Uma comparação desigual: “Porventura, não são Abana e Farpar, rios de Damasco, melhores do que todas as águas de Israel?” Parte 1

     É conhecida a história do general sírio Naamã, que vai à Samaria, capital do reino de Israel, em busca de cura para a sua lepra. A pequena escrava israelita lhe trouxera um raio de esperança quando avisou a sua esposa que em Israel havia um profeta que poderia restaurar sua saúde (II Rs 5.1-3).

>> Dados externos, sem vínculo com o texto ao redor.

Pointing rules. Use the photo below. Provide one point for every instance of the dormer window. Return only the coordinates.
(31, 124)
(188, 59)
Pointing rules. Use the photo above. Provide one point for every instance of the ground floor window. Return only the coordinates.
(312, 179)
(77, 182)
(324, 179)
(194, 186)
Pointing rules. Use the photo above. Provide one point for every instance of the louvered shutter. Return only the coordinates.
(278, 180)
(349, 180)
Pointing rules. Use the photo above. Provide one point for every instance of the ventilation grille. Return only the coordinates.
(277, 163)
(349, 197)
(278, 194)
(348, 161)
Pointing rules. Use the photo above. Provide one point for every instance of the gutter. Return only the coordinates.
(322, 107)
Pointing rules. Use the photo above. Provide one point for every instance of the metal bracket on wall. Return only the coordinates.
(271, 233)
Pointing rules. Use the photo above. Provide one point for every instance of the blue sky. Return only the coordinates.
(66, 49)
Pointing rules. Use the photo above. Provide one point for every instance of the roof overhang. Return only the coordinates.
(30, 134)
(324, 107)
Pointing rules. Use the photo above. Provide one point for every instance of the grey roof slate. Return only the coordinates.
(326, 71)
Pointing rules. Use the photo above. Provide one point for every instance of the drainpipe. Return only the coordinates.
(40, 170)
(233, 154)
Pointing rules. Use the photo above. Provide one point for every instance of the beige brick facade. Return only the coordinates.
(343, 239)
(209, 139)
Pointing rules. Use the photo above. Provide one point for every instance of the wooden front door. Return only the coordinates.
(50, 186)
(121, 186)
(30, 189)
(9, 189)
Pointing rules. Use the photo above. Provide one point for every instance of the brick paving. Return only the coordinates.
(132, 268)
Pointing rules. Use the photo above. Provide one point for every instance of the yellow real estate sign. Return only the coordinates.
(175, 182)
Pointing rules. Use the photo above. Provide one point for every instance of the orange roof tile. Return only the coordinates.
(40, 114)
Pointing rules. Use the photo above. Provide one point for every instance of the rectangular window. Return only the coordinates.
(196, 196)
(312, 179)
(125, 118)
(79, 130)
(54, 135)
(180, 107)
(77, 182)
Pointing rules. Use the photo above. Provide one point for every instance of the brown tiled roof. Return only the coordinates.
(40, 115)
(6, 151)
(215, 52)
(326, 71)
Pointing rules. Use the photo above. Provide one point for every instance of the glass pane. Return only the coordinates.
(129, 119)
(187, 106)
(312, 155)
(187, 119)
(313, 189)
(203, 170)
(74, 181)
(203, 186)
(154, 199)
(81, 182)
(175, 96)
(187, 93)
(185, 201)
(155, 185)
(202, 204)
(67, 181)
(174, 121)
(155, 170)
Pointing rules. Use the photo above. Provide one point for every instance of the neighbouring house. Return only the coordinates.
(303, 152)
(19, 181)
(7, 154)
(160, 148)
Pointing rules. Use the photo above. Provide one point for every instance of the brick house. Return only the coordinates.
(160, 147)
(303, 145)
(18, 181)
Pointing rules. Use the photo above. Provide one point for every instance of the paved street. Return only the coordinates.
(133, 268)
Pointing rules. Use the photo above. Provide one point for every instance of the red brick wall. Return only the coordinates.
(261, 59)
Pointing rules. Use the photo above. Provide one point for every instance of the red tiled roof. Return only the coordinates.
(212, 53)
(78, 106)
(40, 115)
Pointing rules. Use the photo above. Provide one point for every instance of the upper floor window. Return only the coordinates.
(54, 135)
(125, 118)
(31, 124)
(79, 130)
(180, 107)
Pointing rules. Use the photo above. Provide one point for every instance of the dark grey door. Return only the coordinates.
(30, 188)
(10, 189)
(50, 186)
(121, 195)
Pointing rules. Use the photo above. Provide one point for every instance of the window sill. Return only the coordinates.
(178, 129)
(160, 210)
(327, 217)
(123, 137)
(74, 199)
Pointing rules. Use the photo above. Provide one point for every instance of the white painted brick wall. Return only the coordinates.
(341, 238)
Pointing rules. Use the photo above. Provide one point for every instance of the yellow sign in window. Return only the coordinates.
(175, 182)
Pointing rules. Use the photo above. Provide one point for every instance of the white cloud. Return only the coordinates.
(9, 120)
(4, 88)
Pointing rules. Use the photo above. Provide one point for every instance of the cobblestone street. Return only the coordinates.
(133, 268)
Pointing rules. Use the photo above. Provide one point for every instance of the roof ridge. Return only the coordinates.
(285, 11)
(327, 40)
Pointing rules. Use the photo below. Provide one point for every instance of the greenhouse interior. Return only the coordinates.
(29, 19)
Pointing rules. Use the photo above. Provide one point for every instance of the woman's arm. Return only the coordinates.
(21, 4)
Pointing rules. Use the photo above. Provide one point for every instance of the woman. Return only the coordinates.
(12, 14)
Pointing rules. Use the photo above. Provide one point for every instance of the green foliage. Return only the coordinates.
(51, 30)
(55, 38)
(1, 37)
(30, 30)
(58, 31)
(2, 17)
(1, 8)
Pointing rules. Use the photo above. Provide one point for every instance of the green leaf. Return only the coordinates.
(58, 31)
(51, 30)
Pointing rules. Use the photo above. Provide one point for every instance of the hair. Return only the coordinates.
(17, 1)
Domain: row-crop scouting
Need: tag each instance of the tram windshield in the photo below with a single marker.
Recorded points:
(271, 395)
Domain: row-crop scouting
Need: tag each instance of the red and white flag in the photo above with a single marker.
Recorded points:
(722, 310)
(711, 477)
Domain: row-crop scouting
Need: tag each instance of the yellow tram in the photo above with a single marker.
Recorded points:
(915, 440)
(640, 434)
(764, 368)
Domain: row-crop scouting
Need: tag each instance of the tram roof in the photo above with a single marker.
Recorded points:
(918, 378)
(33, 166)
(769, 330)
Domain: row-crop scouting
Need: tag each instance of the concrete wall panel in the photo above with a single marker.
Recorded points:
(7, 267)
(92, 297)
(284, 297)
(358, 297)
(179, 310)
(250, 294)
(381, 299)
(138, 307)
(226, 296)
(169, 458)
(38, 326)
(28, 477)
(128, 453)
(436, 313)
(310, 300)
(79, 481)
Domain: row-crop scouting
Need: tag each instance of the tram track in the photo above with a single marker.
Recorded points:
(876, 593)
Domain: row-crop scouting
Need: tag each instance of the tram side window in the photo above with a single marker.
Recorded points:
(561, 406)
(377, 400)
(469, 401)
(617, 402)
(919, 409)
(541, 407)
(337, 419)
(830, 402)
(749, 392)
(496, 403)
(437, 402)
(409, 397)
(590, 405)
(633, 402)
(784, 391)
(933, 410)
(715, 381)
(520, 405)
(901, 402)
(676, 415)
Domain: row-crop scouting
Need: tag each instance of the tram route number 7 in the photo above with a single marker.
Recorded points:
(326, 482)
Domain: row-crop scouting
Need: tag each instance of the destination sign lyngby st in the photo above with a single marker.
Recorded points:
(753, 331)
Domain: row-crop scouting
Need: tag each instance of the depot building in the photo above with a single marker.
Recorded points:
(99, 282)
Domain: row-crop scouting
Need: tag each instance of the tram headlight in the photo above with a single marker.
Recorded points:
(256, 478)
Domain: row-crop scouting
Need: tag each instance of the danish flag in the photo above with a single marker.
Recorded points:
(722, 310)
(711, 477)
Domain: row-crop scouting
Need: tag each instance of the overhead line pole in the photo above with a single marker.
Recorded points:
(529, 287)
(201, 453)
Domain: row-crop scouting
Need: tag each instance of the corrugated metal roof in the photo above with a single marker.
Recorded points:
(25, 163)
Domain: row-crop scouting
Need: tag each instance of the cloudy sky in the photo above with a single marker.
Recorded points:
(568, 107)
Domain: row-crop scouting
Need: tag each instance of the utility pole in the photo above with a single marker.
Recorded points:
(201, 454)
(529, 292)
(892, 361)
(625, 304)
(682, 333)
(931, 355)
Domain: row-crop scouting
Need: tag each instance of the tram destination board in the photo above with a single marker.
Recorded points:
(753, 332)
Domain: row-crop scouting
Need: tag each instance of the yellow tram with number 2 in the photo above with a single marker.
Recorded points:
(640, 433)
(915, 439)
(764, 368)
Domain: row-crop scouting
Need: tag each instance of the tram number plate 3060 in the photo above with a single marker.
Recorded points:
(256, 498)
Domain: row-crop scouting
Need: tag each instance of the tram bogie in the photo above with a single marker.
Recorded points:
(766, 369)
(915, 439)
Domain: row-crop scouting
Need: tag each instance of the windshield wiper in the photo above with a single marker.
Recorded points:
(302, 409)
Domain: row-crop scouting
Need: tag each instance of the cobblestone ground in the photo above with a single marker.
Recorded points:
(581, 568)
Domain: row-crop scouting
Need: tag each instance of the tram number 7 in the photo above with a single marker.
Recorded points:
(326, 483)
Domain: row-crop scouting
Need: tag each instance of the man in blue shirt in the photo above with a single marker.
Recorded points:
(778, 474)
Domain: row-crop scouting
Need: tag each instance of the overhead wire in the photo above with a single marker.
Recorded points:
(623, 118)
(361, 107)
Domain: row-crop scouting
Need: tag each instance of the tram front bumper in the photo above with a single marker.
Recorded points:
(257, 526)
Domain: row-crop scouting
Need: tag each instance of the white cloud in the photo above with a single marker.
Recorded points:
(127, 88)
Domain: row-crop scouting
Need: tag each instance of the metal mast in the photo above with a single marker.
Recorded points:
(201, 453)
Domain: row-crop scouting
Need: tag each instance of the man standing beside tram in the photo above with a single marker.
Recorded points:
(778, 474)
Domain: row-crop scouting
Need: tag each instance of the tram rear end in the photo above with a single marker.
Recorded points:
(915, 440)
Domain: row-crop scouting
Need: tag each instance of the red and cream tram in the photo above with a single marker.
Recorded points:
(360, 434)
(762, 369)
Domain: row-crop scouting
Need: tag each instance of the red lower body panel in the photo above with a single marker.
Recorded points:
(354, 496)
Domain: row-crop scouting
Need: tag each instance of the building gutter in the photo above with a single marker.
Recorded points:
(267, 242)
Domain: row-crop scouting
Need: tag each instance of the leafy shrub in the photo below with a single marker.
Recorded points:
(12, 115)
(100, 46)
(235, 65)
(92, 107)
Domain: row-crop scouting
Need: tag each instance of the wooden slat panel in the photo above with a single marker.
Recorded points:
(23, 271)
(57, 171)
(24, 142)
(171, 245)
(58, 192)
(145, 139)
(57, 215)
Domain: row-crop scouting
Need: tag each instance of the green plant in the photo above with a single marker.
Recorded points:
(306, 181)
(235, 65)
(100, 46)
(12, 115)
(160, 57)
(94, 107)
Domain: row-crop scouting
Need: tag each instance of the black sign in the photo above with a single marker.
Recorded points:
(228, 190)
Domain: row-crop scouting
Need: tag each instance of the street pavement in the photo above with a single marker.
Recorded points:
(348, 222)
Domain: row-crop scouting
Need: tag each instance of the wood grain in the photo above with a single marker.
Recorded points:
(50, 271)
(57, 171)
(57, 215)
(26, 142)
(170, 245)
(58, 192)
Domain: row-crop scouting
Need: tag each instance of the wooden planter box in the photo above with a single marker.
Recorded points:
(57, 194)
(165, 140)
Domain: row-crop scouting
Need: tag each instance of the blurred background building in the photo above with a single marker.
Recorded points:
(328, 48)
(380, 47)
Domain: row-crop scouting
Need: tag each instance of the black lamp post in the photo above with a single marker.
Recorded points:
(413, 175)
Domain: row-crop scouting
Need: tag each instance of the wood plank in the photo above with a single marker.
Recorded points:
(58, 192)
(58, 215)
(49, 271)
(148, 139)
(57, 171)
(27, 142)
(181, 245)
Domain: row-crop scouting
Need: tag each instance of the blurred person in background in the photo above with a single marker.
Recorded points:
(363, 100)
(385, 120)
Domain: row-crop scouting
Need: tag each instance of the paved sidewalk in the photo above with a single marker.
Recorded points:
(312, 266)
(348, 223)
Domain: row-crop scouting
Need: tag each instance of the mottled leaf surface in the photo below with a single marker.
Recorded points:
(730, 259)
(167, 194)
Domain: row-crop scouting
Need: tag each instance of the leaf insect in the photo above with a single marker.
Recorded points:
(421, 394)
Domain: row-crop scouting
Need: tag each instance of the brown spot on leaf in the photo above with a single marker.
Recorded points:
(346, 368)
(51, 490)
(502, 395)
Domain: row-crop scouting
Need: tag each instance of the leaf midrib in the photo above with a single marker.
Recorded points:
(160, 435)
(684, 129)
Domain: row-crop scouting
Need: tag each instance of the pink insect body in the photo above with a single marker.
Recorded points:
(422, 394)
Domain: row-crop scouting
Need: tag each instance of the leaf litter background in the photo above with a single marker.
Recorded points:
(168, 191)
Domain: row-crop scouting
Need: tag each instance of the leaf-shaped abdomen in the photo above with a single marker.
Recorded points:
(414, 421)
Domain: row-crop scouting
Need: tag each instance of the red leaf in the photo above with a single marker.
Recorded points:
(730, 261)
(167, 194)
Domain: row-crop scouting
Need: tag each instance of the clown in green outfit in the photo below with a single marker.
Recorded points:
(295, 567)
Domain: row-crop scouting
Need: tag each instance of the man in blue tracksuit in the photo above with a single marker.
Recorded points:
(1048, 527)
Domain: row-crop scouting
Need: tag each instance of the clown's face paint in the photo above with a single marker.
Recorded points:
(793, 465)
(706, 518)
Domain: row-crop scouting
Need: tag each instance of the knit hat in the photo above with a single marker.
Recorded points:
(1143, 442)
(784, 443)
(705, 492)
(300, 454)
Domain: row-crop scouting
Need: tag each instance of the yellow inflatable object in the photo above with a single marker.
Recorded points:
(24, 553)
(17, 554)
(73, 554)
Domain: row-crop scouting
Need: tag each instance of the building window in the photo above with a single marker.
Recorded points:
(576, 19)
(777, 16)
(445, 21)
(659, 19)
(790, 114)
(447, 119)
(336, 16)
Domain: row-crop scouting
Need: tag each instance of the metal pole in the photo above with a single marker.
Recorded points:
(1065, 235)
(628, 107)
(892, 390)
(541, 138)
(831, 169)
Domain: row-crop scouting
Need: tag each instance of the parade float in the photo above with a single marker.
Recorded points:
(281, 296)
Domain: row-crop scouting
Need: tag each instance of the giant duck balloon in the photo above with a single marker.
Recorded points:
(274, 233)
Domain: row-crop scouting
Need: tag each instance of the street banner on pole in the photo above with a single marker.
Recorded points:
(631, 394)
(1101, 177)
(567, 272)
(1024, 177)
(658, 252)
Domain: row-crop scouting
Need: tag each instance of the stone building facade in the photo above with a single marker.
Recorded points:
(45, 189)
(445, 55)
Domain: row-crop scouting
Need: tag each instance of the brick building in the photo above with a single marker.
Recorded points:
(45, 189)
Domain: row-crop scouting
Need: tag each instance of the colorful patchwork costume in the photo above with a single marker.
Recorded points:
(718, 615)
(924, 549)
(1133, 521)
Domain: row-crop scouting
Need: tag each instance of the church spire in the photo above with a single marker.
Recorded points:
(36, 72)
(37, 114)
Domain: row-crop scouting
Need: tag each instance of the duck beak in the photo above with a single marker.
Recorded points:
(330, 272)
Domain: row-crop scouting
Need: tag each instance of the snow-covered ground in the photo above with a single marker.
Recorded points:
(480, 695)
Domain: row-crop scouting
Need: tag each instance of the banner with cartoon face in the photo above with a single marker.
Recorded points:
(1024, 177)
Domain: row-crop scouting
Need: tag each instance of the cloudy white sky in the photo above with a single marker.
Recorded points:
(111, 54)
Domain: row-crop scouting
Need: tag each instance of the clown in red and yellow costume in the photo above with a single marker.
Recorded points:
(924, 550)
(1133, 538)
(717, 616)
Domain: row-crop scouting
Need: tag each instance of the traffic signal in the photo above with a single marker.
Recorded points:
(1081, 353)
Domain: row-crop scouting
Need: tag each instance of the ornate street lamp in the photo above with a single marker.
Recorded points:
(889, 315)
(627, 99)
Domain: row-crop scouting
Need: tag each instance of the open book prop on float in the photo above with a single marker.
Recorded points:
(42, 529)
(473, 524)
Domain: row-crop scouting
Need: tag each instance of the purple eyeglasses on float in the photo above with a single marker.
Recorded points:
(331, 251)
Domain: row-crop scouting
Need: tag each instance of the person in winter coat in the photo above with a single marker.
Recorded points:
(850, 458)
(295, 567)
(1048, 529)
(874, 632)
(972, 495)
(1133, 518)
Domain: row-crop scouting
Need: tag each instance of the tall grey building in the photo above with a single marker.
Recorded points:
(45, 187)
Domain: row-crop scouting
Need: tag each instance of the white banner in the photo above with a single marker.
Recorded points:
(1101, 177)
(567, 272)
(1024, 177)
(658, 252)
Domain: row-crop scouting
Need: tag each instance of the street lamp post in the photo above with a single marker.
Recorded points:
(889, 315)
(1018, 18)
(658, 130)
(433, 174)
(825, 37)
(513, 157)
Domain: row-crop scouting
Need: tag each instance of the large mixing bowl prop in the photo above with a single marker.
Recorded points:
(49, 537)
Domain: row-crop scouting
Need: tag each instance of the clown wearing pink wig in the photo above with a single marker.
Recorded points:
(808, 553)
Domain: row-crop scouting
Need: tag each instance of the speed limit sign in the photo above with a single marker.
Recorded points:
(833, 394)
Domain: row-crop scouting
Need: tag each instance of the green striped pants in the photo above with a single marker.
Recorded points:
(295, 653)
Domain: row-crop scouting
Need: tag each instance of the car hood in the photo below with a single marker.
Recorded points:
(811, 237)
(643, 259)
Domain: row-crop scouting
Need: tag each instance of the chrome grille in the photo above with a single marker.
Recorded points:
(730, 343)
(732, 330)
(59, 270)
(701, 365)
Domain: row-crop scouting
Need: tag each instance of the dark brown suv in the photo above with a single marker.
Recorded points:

    Agora ele chegara de Damasco em Samaria, com a carta do seu Rei, Ben-Hadad (Filho de Hadad), direcionada para o Rei de Israel, bem como  muitos presentes e riquezas,  inexplicavelmente o rei israelita leu com terror a carta do monarca sírio, e rasgou seus vestidos. Estranhos estes hebreus, não?                                    
   Ora, o Rei sírio, Ben-Hadad, isto é, Filho de Hadad, o deus sírio das tempestades (chamado pelos hebreus de Rimmon, II Rs 5.18), cujo templo estavam em Damasco, através daquela carta fazia um pedido ao rei de Israel, filho de Yahweh. Ambos os reis fariam uma ponte entre seus respectivos deuses em prol da cura do general sírio. Nada mais comum, se existia algo que poderia ser feito pela divindade, naturalmente o rei, filho do deus iria fazê-lo!

    De repente o rei israelita transtornado fica aliviado ao receber uma notícia, e o general sírio é encaminhado à casa de um profeta.

    Naamã conhecia profetas, era uma atividade comum no mundo da época. Mas os profetas sírios buscavam descobrir o futuro para orientar os reis sobre guerras, alianças, decisões a serem tomadas... Em que um profeta israelita poderia ajudá-lo?

   Ele imaginou então que o profeta iria sair à porta para recebê-lo, na qualidade de um alto emissário do reino sírio, se colocaria de pé, e invocaria o nome do Senhor seu Deus, passaria a mão sobre a sua pele e restauraria a sua lepra (II Rs 5.11).

   Qual não foi sua surpresa quando foi recebido à porta por um servo, um mensageiro, que lhe disse sem rodeios: “Vai e lava-te sete vezes no Jordão, e a tua carne te tornará e ficarás purificado.” (II Rs 5.10)   

 

   Nenhuma honra, nenhuma deferência, nenhuma referência à sua importância, seu cargo... sua eminência. Uma verdadeira humilhação, pouco caso... um absurdo total e pleno.
   Possesso de raiva Naamã esqueceu qual tinha sido o objetivo daquela viagem. Ele não estava ali como comandante do exército sírio para vencer mais uma batalha contra os israelitas. Nem como representante do alto escalão do Governo de Damasco. Ele estava ali como um leproso em busca de cura, um condenado em busca de salvação...
   Mas seu orgulho escondia dele toda essa realidade. Então ele toma consciência de que a ordem é para lavar-se no Rio Jordão! O Rio Jordão... não pode ser, lavar-se sete vezes no Rio Jordão! É demais para o entendimento de um homem!
    
    Claro que o General conhecia o Jordão. Era um curso dágua que se originava do degelo do Monte Hermon, nos recantos fronteiriços do seu país, a Síria, com o Líbano. O nome Jordão significa aquele que desce. E aquele rio não fazia outra coisa a não ser descer. Na fronteira com a Síria, o Jordão atravessa o lago de Hule. Um pouco abaixo do lago de Hule era necessário cruzar o Jordão para penetrar em território sírio. Mais ao sul estava o lago de Genezaré, que já está a 210 metros abaixo do nível marítimo, e 110 km abaixo, estava a foz do Jordão, a 390 metros abaixo do nível do Grande Mar, no Mar Salgado.
    Além de configurar uma forte descida, o Jordão era também um rio de muitos meandros, muita sinuosidade, muitas curvas... a conjunção destas duas características fazia do Jordão uma turbulenta corrente barrenta.